As part of an assignment for CS4203 Computer Security I wrote an Analysis of Graphical Passwords.

Graphical passwords have been suggested due to the simple fact that humans can remember images better than text. Paivio’s “dual-coding theory” is the most widely accepted and it suggests that images are assigned perceived meaning whereas text is represented symbolically. This allows for passwords that are easier to recall, stronger and less vulnerable to attacks than text based passwords.

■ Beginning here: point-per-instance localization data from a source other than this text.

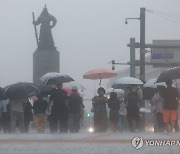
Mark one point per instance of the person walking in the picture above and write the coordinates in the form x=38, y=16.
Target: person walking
x=58, y=119
x=100, y=111
x=157, y=106
x=122, y=114
x=5, y=115
x=170, y=106
x=17, y=114
x=39, y=108
x=28, y=116
x=75, y=105
x=133, y=96
x=113, y=104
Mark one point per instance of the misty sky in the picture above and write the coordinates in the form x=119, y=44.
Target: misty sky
x=88, y=34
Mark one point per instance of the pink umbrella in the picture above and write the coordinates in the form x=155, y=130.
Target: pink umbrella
x=100, y=73
x=69, y=91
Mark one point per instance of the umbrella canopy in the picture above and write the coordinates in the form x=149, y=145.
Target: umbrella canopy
x=119, y=92
x=20, y=90
x=152, y=83
x=71, y=84
x=48, y=75
x=100, y=73
x=69, y=91
x=173, y=73
x=57, y=80
x=128, y=80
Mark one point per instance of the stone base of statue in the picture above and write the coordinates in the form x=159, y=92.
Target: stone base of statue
x=44, y=61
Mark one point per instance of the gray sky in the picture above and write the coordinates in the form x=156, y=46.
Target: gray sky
x=88, y=34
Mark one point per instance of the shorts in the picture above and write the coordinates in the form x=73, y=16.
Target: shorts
x=169, y=115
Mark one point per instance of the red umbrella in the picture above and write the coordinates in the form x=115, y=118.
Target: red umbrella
x=100, y=73
x=69, y=91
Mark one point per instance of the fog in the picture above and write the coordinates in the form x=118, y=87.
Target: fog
x=88, y=34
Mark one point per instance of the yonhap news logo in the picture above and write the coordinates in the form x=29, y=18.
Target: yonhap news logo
x=138, y=142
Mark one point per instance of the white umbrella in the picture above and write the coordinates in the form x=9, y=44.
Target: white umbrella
x=74, y=83
x=119, y=92
x=152, y=83
x=48, y=75
x=128, y=80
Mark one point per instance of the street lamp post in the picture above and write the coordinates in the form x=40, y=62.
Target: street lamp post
x=142, y=42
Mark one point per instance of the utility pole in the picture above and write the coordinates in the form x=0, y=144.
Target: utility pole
x=132, y=58
x=142, y=44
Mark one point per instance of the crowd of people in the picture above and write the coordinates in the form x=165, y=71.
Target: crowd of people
x=164, y=107
x=63, y=112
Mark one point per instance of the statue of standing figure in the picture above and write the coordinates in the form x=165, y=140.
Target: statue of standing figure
x=47, y=21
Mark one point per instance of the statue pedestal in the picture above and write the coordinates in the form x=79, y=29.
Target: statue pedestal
x=44, y=61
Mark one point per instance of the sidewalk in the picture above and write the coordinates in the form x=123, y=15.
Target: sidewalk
x=83, y=143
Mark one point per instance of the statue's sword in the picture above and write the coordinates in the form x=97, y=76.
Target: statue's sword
x=35, y=29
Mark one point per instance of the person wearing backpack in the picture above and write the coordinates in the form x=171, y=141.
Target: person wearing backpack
x=133, y=96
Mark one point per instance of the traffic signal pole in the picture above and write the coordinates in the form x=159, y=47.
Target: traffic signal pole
x=142, y=44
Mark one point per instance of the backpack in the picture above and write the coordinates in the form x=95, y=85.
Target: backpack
x=133, y=98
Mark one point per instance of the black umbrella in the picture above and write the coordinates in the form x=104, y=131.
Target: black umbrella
x=20, y=90
x=173, y=73
x=58, y=79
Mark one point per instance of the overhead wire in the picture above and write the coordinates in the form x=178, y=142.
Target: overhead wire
x=167, y=16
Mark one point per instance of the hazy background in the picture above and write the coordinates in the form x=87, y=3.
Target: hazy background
x=88, y=34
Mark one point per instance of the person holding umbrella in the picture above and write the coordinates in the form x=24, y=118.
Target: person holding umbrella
x=75, y=104
x=58, y=119
x=133, y=96
x=17, y=113
x=100, y=111
x=170, y=105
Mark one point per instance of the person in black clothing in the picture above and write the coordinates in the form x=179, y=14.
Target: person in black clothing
x=74, y=109
x=170, y=105
x=58, y=120
x=113, y=104
x=133, y=97
x=39, y=108
x=28, y=116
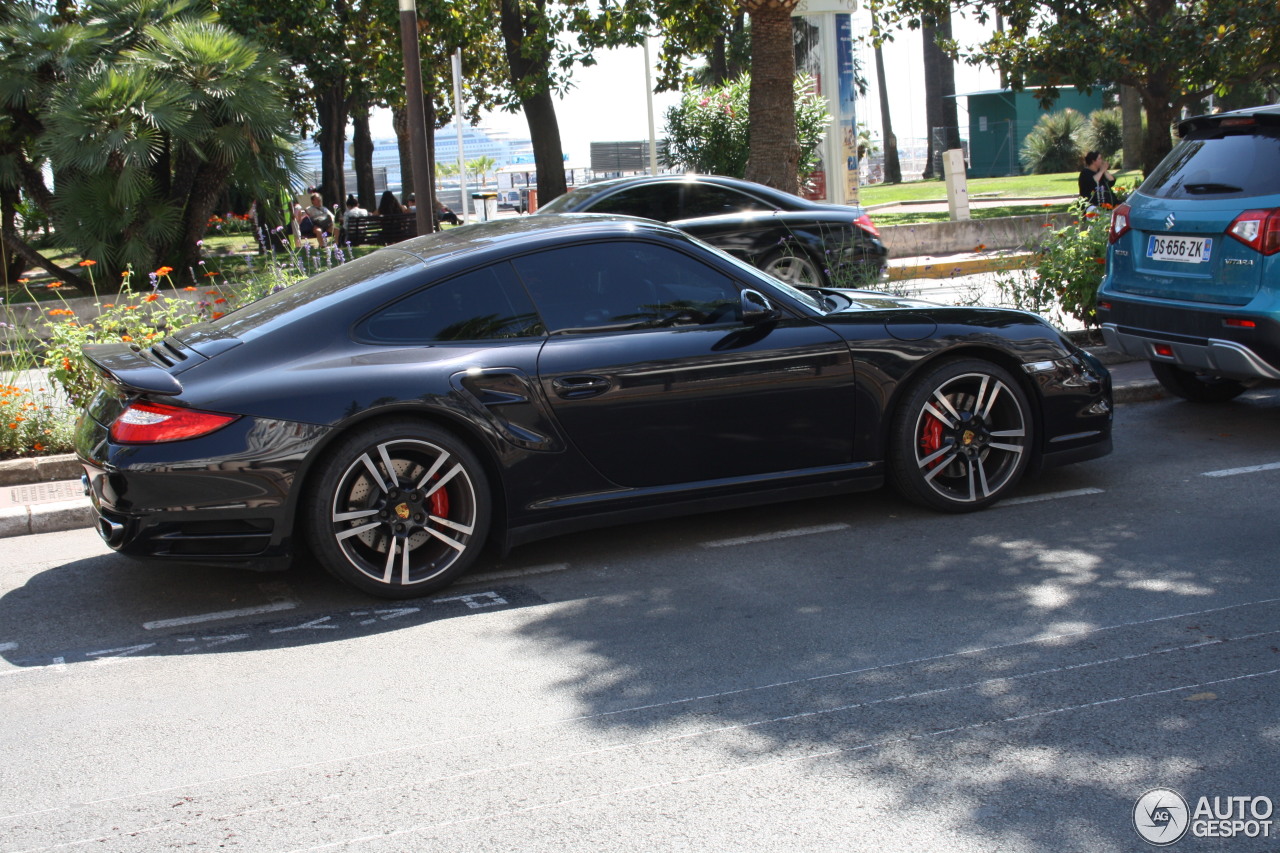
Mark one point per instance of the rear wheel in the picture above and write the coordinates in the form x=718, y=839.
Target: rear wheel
x=400, y=510
x=961, y=438
x=1197, y=387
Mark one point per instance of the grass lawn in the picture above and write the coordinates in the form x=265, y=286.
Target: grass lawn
x=1020, y=186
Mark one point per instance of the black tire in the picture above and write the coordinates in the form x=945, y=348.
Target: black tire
x=400, y=510
x=963, y=436
x=1196, y=387
x=794, y=268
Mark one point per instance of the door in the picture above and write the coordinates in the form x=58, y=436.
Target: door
x=656, y=378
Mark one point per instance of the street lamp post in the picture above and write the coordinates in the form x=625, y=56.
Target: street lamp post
x=416, y=115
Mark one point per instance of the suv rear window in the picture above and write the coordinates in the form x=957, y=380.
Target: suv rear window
x=1219, y=164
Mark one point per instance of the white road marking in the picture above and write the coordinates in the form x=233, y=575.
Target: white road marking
x=1048, y=496
x=516, y=573
x=776, y=534
x=279, y=596
x=1249, y=469
x=475, y=601
x=314, y=623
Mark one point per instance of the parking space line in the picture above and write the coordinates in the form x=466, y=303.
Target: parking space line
x=223, y=614
x=1248, y=469
x=776, y=534
x=1050, y=496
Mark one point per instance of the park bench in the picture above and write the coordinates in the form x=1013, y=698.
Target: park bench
x=379, y=231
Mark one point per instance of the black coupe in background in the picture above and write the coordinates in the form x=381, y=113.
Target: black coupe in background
x=526, y=377
x=801, y=242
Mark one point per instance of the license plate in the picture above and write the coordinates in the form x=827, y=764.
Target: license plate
x=1184, y=250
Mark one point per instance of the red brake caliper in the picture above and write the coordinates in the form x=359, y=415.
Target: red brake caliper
x=440, y=503
x=931, y=438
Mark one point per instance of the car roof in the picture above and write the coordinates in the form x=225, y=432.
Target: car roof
x=1267, y=114
x=750, y=187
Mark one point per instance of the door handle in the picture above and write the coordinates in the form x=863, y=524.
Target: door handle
x=580, y=387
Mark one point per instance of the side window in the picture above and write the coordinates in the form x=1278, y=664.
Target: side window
x=626, y=286
x=658, y=201
x=484, y=304
x=711, y=200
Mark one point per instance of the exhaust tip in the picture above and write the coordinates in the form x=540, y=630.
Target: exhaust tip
x=112, y=532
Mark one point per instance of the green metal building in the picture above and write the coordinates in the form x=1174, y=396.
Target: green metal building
x=1000, y=119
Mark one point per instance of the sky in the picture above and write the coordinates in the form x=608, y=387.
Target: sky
x=607, y=103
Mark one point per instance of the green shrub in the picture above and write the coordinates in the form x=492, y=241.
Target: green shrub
x=1054, y=144
x=1105, y=132
x=709, y=131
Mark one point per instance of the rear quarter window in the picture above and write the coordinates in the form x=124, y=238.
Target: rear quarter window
x=1216, y=164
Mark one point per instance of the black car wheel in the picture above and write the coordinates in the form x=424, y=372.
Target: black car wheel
x=400, y=510
x=1194, y=386
x=795, y=269
x=961, y=437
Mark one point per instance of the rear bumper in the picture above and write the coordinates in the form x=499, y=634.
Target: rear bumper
x=1217, y=356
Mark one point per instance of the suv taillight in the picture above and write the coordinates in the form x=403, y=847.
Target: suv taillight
x=865, y=223
x=146, y=423
x=1258, y=229
x=1119, y=223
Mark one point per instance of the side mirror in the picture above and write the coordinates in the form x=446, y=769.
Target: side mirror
x=757, y=308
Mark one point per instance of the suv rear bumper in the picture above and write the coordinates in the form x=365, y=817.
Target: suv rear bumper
x=1210, y=355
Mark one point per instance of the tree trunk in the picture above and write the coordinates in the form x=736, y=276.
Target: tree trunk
x=362, y=160
x=531, y=62
x=1157, y=140
x=332, y=117
x=1130, y=110
x=892, y=167
x=775, y=155
x=940, y=81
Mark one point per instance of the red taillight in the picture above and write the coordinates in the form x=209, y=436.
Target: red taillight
x=865, y=223
x=1258, y=229
x=145, y=423
x=1119, y=223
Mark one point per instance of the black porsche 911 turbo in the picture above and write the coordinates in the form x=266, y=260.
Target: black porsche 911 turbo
x=521, y=378
x=801, y=242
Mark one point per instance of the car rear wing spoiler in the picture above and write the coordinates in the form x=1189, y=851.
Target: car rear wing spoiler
x=124, y=366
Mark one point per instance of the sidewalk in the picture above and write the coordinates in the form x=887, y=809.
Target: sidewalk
x=44, y=495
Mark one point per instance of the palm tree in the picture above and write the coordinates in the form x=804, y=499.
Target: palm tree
x=481, y=167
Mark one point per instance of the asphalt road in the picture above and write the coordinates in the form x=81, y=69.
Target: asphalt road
x=842, y=675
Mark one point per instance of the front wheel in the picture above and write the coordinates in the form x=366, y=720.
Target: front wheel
x=400, y=510
x=1194, y=386
x=794, y=268
x=961, y=438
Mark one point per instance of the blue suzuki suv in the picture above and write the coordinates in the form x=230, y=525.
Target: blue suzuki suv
x=1193, y=268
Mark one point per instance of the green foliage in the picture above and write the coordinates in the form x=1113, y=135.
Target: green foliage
x=1054, y=144
x=1105, y=132
x=1070, y=264
x=709, y=129
x=144, y=110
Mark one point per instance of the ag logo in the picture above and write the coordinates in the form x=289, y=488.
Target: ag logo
x=1161, y=816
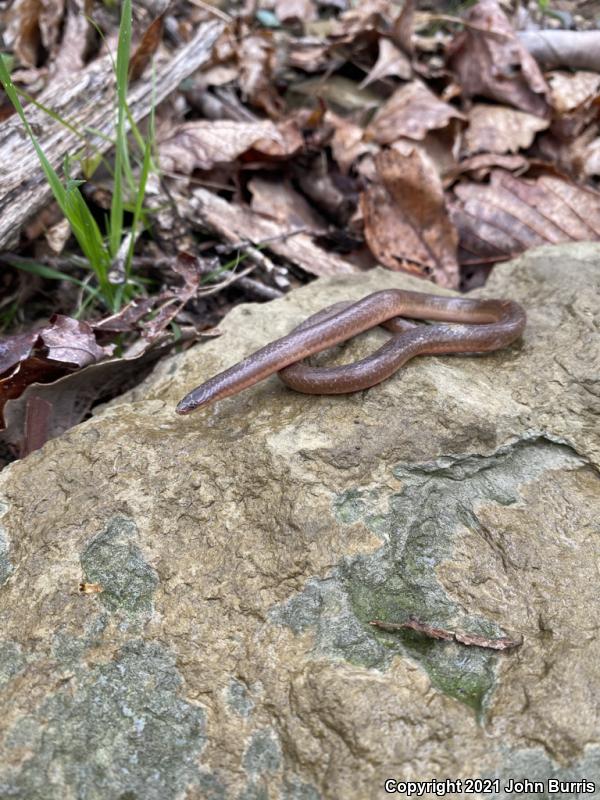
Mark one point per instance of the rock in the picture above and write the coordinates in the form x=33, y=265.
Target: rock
x=233, y=559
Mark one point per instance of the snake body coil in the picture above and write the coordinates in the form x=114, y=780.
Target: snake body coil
x=483, y=326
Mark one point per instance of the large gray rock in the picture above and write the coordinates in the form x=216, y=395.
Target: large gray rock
x=243, y=550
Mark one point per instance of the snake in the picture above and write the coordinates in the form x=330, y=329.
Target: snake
x=479, y=326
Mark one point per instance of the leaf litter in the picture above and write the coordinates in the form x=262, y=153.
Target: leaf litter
x=323, y=138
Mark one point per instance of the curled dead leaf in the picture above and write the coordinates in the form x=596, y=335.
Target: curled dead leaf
x=407, y=226
x=490, y=61
x=411, y=112
x=390, y=61
x=512, y=214
x=204, y=143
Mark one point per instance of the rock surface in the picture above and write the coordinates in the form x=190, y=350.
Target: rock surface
x=242, y=552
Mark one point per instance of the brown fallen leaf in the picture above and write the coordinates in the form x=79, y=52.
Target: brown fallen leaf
x=364, y=18
x=512, y=214
x=470, y=639
x=338, y=92
x=203, y=144
x=237, y=223
x=69, y=397
x=69, y=56
x=482, y=164
x=332, y=194
x=407, y=226
x=347, y=144
x=256, y=58
x=277, y=199
x=62, y=346
x=295, y=10
x=574, y=98
x=34, y=27
x=37, y=424
x=390, y=62
x=146, y=48
x=411, y=112
x=571, y=49
x=403, y=29
x=489, y=61
x=499, y=129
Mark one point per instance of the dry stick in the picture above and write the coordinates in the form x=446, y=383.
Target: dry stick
x=89, y=98
x=217, y=12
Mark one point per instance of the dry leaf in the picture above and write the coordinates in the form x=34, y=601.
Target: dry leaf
x=484, y=163
x=390, y=61
x=295, y=10
x=406, y=222
x=367, y=16
x=574, y=99
x=202, y=144
x=70, y=55
x=348, y=144
x=256, y=58
x=238, y=223
x=34, y=26
x=573, y=90
x=411, y=112
x=278, y=200
x=489, y=61
x=42, y=356
x=146, y=48
x=404, y=27
x=499, y=129
x=571, y=49
x=512, y=214
x=339, y=92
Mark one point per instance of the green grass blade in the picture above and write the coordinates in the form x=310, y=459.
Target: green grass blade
x=121, y=159
x=43, y=271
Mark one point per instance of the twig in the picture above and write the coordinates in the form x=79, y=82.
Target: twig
x=212, y=10
x=470, y=639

Graphical passwords are commonly assorted in three groups depending on how they are memorized and nserted: recognition, recall and cued-recall. Thus, the three graphical password techniques that we will discuss, compare and contrast in this report are PassFaces™ which is a recognition-based system, GrIDsure™; a recall-based system and PassPoints; a cued-recall system. PassFaces™ is the most comprehensively studied recognition-based system. The user pre-selects a group of human faces, then during login these faces will be presented and the user must select the ones picked up before among other random faces. It uses a system-assigned portfolio of faces that users will have to memorize during the training process.

GrIDsure™ uses a 5 x 5 grid of digits where users are required to select and memorize a pattern that should consist of an ordered subset of these 25 grid squares.

PassPoints consists of a “arbitrarily chosen sequence of points” in an image that the user has to memorize.